In den stets wiederkehrenden öffentlichen Kopftuch-Debatten argumentieren Vertreter und – besonders prominent – Vertreterinnen islamischer Glaubensverbände oftmals mit dem Selbstbestimmungsrecht und der Freiheit der Frauen: Das Tragen des Kopftuchs sei einzig und allein eine persönliche Entscheidung, in die den Kopftuchträgerinnen niemand dreinzureden habe. Nur stimmt das nicht so ganz, wenn es nach der Islamischen Glaubensgemeinschaft in Österreich geht: Für die ist das Tragen des Kopftuchs nämlich keine Frage der Selbstbestimmung der Frauen, sondern nichts weniger als eine religiöse Pflicht.

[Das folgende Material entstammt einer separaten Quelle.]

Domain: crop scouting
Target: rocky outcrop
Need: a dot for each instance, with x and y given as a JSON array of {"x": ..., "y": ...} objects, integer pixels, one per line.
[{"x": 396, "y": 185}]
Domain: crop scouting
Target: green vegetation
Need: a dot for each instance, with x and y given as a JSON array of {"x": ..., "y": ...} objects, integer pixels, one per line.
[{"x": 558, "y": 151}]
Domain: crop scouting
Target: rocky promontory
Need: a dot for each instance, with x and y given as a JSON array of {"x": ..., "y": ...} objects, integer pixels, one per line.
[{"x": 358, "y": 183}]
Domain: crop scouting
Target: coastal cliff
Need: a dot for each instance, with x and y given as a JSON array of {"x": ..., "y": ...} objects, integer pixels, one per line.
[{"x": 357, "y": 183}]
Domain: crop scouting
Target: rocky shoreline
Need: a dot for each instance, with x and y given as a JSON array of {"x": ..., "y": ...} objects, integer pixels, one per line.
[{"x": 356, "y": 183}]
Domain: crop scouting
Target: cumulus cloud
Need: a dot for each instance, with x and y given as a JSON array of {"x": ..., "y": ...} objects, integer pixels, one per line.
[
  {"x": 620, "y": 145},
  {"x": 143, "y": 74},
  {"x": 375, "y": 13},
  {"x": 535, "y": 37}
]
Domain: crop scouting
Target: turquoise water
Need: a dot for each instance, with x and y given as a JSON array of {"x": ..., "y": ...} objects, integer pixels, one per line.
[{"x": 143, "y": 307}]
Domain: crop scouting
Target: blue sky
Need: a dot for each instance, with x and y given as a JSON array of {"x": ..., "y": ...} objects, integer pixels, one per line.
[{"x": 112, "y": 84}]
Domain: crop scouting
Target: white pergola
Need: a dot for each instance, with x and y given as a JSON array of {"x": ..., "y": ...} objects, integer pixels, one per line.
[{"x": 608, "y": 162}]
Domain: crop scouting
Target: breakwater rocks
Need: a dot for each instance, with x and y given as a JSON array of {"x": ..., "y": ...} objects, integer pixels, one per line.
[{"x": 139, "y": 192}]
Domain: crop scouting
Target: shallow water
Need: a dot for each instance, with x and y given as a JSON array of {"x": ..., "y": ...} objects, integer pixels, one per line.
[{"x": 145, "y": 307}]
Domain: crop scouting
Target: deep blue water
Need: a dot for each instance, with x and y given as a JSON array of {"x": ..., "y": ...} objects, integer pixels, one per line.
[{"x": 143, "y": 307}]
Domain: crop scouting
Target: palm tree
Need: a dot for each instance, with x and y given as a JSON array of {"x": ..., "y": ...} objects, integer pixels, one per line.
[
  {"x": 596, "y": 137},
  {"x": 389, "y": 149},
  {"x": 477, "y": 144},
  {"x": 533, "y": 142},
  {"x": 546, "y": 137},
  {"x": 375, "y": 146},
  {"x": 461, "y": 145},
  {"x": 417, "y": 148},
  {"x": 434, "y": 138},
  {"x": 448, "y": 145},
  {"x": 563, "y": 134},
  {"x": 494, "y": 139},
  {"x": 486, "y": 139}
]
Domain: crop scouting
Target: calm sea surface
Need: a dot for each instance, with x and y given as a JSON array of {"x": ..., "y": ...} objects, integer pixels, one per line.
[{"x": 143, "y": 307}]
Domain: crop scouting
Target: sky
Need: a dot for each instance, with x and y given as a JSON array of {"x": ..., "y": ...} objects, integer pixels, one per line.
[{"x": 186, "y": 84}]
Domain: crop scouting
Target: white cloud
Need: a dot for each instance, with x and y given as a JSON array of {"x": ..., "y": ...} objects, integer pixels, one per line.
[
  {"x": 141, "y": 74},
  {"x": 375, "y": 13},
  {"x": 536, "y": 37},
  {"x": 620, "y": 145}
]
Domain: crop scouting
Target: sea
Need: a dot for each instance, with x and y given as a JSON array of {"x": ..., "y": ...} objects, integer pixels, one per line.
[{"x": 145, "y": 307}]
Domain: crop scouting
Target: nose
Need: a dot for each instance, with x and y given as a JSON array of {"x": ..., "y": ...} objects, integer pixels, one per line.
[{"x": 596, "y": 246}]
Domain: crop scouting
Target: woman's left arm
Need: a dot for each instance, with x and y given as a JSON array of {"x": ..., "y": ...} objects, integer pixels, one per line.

Als die Regierung Ende Januar verkündete, ein Verbot des Gesichtsschleiers in der Öffentlichkeit beschließen zu wollen, sowie ein Neutralitätsgebot im öffentlichen Dienst, das es Richter/innen, Staatsanwält/innen und Polizist/innen verbietet, während ihres Dienstes sichtbare religiöse oder weltanschauliche Symbole zu tragen, gingen die Wogen in Teilen der muslimischen Community hoch. Am 4. Februar formierte sich eine Frauendemonstration gegen das als „Kopftuchverbot“ bezeichnete Gesetz. Unter dem Motto „#MuslimBanAustria – mein Körper mein Recht auf Selbstbestimmung“ zogen 2000-3000 Menschen vom Westbahnhof zum Minoritenplatz. Die Liste der Organisationen, die zu dieser Demonstration aufriefen, lässt indes an der Forderung nach weiblicher Selbstbestimmung zweifeln.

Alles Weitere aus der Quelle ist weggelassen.